Histological analysis

The TA muscles in the rats were harvested at 2 and 4 weeks after surgery, and the specimens were paraffin-embedded according to standard methods. In brief, the TA muscles were fixed in 4% paraformaldehyde for 24 h after harvest. After dehydration with an alcohol gradient, the specimen was embedded in a paraffin block using a paraffin-embedding machine. The paraffin block was serially sliced at a thickness of 6 μm using a microtome, and the sections were subjected to hematoxylin and eosin (H&E) and Masson trichrome staining. For the immunohistological analysis of vascular endothelial growth factor receptor 2 (VEGFR-2), the sections were incubated with rabbit anti-rat VEGFR-2 (ab2349, 1/100) overnight at 4°C. The sections were incubated with biotin-conjugated secondary antibodies for 30 min and then incubated with avidin–biotin reagent for 30 min at 37°C. Color development was carried out using 3,3ʹ-diaminobenzidine tetrahydrochloride and hematoxylin as a counterstaining agent. Image acquisition was performed using an upright microscope.

Statistical analysis

Statistical analysis was performed using SPSS software. One-way analysis of variance (ANOVA) was utilized to perform multiple comparisons, and all data were expressed as the mean ± standard deviation (SD); a value of p < 0.05 indicated that there was a statistically significant difference between the groups.

Results

Morphological characteristics and proliferation of hAMCs

In this study, we collected five amniotic specimens and performed cell extraction according to the above-described method (Figure 1(a)). We observed that the hAMCs (P0) showed partial adherence 48 h after extraction, and 80% of adherent cells showed a spindle-like shape (Figure 1(b)), while the hAECs (P0) showed partial adherence at 24 h, and the cells showed a thin strip shape (Figure 1(c)). We changed the medium every 2 days. The hAMCs (P0) reached 90% density after 7 days of culture, while the hAECs (P0) reached only 50% density on the seventh day. It can be seen that the morphology and proliferative characteristics of the two cells are different. hAMCs can be separated from hAECs using the above cell extraction method. When the hAMCs density reached 90%, a 1/3 passage was performed. After passaging, the proliferation of the hAMCs accelerated and was similar to that of the hAMCs (P3); the number of cells doubled every 48 h, and the cell morphology showed a spindle-like shape. Better purity, and faster proliferation rate also, facilitates subsequent experiments and even clinical applications.

Figure 1.

Extraction of hAMCs and its pluripotency. (a) Schematic diagram of hAMCs extraction from amniotic tissue. (b) Cell morphology of P0–P3 hAMCs, P0 cells were polymorphic, and P3 cells were spindle-like shape. Bar = 100 μm. (c) hAECs were thin strip shape. Bar = 100 μm. (d) Results of flow cytometry analysis of hAMCs, hAMCs expressed low levels of CD34, CD45, and HLA-DR, and highly expressed CD73, CD90, and CD105. (e) Alizarin Red S staining after 4-weeks osteogenic induction of hAMCs. Oil Red O staining results after 4-weeks adipogenic induction of hAMCs. Bar = 50 μm.

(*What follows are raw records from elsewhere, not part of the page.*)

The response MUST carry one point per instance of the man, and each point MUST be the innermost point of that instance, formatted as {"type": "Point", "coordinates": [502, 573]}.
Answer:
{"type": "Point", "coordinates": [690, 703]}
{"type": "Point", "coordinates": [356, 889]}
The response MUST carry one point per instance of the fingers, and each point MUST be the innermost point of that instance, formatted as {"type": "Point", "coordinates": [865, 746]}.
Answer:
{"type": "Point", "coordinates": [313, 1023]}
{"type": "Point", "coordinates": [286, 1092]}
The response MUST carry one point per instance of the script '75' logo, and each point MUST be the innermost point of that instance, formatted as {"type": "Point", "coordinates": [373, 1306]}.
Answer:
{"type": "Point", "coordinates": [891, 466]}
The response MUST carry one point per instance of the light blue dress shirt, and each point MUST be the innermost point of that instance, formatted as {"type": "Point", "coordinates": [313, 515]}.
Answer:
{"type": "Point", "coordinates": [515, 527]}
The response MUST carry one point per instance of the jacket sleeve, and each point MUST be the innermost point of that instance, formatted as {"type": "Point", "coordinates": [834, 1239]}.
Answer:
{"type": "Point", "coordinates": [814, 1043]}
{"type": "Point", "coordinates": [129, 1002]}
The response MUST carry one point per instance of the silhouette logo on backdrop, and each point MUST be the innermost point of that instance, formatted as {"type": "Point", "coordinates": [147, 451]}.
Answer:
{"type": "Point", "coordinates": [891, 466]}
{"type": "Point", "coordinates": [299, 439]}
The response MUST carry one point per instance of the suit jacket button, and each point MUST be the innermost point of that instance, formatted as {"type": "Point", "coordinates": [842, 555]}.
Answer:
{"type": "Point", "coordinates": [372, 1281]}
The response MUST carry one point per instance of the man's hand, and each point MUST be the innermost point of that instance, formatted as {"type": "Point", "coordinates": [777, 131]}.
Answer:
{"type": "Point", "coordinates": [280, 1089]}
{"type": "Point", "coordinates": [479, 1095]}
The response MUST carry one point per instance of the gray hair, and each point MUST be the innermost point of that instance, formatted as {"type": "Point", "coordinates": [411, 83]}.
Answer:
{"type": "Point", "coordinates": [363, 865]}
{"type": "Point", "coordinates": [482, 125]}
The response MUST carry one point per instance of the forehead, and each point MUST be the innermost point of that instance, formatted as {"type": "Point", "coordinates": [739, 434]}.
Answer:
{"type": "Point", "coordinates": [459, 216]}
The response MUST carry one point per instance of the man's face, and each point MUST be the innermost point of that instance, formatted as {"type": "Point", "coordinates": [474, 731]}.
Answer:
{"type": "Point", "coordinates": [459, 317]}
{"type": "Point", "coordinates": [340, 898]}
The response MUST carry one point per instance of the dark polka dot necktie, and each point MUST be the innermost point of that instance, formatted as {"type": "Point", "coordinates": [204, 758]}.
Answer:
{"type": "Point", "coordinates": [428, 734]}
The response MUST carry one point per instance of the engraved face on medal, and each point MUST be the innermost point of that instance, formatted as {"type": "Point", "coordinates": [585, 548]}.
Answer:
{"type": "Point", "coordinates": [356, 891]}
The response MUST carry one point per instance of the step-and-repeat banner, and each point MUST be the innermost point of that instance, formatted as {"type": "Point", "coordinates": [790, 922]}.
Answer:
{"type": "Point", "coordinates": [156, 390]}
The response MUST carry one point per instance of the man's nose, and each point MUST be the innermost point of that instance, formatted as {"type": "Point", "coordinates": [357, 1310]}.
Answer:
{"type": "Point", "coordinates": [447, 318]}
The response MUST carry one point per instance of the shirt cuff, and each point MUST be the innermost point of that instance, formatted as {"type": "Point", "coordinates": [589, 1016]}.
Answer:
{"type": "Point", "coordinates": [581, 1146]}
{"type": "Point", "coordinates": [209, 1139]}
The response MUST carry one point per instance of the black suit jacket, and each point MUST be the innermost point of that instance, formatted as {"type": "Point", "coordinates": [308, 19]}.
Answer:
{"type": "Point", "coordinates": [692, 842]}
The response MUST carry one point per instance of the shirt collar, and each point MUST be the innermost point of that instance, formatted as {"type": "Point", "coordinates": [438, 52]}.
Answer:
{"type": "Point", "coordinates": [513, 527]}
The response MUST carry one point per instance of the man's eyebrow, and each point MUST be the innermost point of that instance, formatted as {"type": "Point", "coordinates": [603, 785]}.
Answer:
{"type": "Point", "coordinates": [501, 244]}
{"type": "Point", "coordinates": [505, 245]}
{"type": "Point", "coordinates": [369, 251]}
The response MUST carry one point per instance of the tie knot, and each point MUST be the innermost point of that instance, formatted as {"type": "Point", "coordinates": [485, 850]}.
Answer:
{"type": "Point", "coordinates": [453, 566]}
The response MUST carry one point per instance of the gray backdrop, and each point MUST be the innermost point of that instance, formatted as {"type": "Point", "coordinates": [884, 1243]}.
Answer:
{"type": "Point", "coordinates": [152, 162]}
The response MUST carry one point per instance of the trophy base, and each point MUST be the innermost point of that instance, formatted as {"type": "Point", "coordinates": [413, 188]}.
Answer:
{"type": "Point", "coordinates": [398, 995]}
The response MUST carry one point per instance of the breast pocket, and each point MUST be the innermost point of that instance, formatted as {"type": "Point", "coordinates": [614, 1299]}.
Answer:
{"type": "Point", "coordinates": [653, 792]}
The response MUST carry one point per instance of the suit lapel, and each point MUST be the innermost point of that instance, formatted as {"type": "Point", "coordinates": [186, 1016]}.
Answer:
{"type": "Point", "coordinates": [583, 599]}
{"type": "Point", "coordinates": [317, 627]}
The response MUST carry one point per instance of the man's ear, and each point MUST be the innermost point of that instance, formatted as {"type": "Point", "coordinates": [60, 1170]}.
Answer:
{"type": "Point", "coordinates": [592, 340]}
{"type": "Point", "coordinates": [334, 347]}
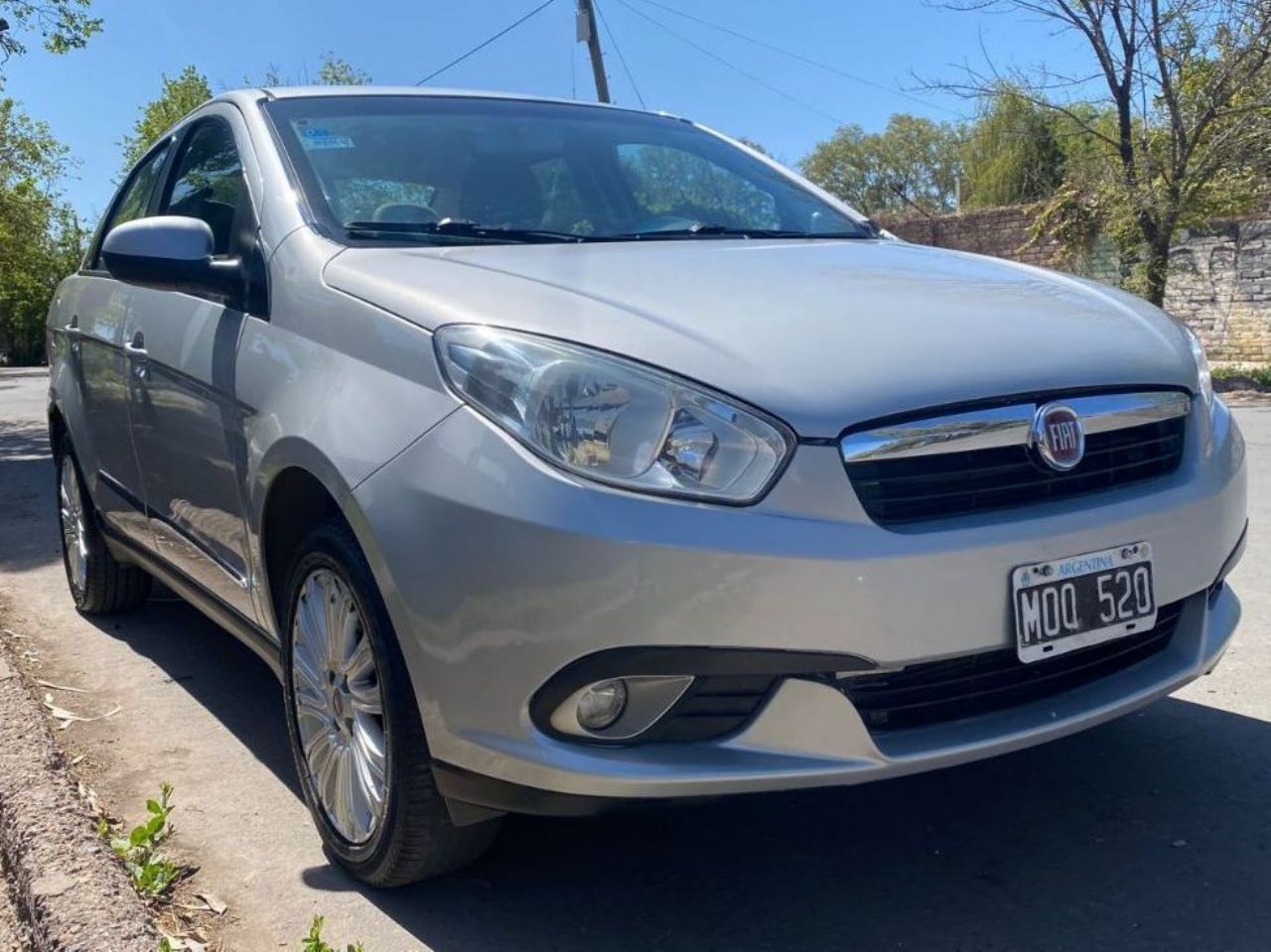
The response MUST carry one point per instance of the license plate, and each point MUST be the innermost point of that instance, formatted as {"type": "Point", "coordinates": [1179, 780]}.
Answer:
{"type": "Point", "coordinates": [1083, 600]}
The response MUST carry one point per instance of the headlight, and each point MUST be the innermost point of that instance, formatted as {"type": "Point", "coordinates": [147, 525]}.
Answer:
{"type": "Point", "coordinates": [613, 420]}
{"type": "Point", "coordinates": [1203, 377]}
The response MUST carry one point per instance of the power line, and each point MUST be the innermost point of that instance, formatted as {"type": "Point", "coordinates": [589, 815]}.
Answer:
{"type": "Point", "coordinates": [622, 59]}
{"type": "Point", "coordinates": [735, 68]}
{"type": "Point", "coordinates": [487, 42]}
{"type": "Point", "coordinates": [802, 59]}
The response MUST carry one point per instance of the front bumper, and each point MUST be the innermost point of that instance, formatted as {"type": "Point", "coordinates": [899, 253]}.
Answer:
{"type": "Point", "coordinates": [499, 572]}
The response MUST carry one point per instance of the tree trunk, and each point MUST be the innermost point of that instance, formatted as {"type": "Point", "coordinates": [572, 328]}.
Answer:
{"type": "Point", "coordinates": [1157, 270]}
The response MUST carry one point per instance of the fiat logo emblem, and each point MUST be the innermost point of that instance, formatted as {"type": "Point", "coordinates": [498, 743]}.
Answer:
{"type": "Point", "coordinates": [1058, 436]}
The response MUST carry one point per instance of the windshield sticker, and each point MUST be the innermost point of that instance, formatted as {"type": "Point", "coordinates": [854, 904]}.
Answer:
{"type": "Point", "coordinates": [314, 137]}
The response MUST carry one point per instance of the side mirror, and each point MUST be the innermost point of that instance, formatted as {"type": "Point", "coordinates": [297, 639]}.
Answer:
{"type": "Point", "coordinates": [171, 253]}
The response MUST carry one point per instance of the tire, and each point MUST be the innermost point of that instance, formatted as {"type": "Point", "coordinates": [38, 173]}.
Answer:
{"type": "Point", "coordinates": [99, 583]}
{"type": "Point", "coordinates": [405, 834]}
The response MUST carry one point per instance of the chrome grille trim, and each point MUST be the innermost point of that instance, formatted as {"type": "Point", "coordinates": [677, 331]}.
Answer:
{"type": "Point", "coordinates": [1008, 426]}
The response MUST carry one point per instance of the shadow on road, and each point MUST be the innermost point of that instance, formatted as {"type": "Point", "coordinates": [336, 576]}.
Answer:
{"type": "Point", "coordinates": [27, 497]}
{"type": "Point", "coordinates": [1147, 834]}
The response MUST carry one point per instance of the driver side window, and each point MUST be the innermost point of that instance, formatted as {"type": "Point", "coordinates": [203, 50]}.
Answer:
{"type": "Point", "coordinates": [208, 182]}
{"type": "Point", "coordinates": [665, 181]}
{"type": "Point", "coordinates": [135, 199]}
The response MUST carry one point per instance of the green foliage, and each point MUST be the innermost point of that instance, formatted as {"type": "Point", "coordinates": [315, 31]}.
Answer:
{"type": "Point", "coordinates": [1012, 153]}
{"type": "Point", "coordinates": [63, 24]}
{"type": "Point", "coordinates": [151, 872]}
{"type": "Point", "coordinates": [314, 942]}
{"type": "Point", "coordinates": [1243, 377]}
{"type": "Point", "coordinates": [337, 71]}
{"type": "Point", "coordinates": [41, 239]}
{"type": "Point", "coordinates": [181, 94]}
{"type": "Point", "coordinates": [914, 163]}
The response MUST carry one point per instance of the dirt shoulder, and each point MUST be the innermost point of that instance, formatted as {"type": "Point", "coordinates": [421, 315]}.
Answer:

Multilineage identification of hAMCs

hAMCs (P4) were used for flow cytometry analysis and osteogenic and adipogenic differentiation. The flow cytometry results showed that most hAMCs expressed high levels of CD73, CD90, and CD105 and low levels of CD34, CD45, and HLA-DR (Figure 1(d)), and no significant differences were observed between all five cell samples, which is consistent with mesenchymal stem cell–specific surface marker standards[23]; so, we can term hAMCs as human amniotic mesenchymal stem cells too.

Calcium nodules were observed after 4 weeks of culture in osteogenic induction medium, and Alizarin Red S staining confirmed the differentiation of hAMCs into osteoblasts. After 4 weeks of culture in the adipogenic induction medium, many lipid droplets were observed in the hAMCs, and Oil Red O staining confirmed the differentiation of the hAMCs into adipocytes (Figure 1(e)). These results revealed the multilineage identification capacity of hAMCs.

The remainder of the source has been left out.